The bottom line is that continued expansion at a rapid pace can help a company “grow into its valuation,” to use Black’s words.
Even now, Amazon trades at nearly 69 times the consensus forward earnings estimate. It’s still a high P/E and maybe some of the same naysayers from five, 10, 15 or 20 years ago continue to believe it’s too late to jump on the bandwagon.
The Tesla ‘controversy’
Black said he likes stocks with “controversy.”
In the case of Tesla, he said the debate is whether the company can maintain its electric-vehicle market share while global EV adoption grows. He expects Tesla to increase its total addressable market (TAM) because of new products, including the Cybertruck, expected in late 2022, and a new Tesla compact model expected in 2023, along with increased production in existing factories and the opening of new factories in Texas and Germany.

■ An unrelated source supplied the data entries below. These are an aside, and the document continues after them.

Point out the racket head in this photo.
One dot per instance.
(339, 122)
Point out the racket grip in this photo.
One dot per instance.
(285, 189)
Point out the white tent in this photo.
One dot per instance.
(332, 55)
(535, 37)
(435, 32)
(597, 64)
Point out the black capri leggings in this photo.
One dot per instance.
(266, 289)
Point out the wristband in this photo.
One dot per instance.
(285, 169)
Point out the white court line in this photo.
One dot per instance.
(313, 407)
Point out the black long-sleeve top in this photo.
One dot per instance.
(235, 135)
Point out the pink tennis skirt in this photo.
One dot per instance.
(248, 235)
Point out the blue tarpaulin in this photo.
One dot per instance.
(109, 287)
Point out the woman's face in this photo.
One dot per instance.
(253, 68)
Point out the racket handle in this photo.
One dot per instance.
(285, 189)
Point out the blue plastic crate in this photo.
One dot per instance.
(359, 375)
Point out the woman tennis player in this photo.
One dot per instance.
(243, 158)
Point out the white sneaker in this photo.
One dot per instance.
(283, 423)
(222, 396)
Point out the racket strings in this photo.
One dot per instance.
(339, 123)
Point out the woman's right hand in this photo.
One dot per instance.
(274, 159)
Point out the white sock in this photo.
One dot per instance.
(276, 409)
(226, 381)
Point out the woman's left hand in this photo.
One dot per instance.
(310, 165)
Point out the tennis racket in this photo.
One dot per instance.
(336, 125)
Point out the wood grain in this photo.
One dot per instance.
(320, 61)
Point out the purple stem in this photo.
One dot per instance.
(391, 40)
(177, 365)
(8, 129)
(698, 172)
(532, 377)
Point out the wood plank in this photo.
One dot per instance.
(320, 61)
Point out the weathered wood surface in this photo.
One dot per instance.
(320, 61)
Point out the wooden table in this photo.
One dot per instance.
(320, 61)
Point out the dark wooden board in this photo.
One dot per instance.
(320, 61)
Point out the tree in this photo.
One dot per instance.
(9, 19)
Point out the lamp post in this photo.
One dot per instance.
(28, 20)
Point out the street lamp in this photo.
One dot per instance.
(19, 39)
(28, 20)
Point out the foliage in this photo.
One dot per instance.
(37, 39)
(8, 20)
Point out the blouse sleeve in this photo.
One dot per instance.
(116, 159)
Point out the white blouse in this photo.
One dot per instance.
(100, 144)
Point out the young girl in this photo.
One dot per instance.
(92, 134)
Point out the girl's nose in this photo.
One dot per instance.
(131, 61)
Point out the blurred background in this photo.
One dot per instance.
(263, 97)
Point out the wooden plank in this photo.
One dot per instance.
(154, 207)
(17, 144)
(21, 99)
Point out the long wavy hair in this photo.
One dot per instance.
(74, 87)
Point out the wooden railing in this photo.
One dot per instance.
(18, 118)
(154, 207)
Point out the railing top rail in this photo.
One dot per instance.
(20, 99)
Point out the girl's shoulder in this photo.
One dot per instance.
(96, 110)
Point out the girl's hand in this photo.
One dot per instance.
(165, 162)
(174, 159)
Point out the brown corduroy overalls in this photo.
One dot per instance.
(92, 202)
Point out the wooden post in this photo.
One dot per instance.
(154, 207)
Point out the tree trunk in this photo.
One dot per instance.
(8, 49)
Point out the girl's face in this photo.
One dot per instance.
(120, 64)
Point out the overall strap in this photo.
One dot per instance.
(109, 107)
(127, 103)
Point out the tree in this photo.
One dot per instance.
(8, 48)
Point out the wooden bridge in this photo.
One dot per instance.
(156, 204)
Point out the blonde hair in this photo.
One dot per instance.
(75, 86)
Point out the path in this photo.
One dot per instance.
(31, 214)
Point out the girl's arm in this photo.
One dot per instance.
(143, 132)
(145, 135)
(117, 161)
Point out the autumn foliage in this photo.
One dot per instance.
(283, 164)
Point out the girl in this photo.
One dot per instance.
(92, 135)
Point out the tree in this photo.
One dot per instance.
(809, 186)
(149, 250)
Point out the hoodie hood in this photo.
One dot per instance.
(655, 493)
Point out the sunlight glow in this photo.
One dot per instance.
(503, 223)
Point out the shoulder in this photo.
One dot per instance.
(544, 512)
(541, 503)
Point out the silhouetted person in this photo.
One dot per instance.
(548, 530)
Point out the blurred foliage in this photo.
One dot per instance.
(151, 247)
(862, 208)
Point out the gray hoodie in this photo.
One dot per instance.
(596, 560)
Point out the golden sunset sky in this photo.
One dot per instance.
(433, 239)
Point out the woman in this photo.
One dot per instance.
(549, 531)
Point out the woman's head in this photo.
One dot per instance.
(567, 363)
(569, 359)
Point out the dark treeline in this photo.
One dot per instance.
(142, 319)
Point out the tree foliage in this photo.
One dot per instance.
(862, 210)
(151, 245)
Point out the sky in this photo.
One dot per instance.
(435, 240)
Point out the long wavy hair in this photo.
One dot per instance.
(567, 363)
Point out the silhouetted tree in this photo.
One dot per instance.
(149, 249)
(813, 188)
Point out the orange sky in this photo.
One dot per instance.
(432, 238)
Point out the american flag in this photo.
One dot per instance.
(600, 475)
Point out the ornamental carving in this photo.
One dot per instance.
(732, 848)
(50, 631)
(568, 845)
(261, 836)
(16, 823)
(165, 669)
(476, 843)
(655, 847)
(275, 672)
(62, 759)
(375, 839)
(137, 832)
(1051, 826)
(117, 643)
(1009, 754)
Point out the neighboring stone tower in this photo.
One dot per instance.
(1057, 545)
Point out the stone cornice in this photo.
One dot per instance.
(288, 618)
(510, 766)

All the numbers that follow are for battery electric cars, or BEVs. That means plug-in hybrids are excluded.
Tesla sold an estimated 386,000 electric cars during the first half of 2021, according to EV-Volumes.com , which estimates sales of BEVs will total 4 million for all of 2021. If Tesla were to maintain the same pace of sales for the second half of 2021, its BEV market share for the year would be an estimated 19.3%.
Black’s case for Tesla’s value today
Based on his own estimates, which incorporate third-quarter numbers provided to the Future Fund team by Bloomberg, EV-Volumes.com and other industry sources, Black expects the world BEV adoption rate to climb to 6% in 2021 from 3% in 2020, and continue rising to 30% by 2025. Meanwhile, he expects Tesla to hold a 21% market share.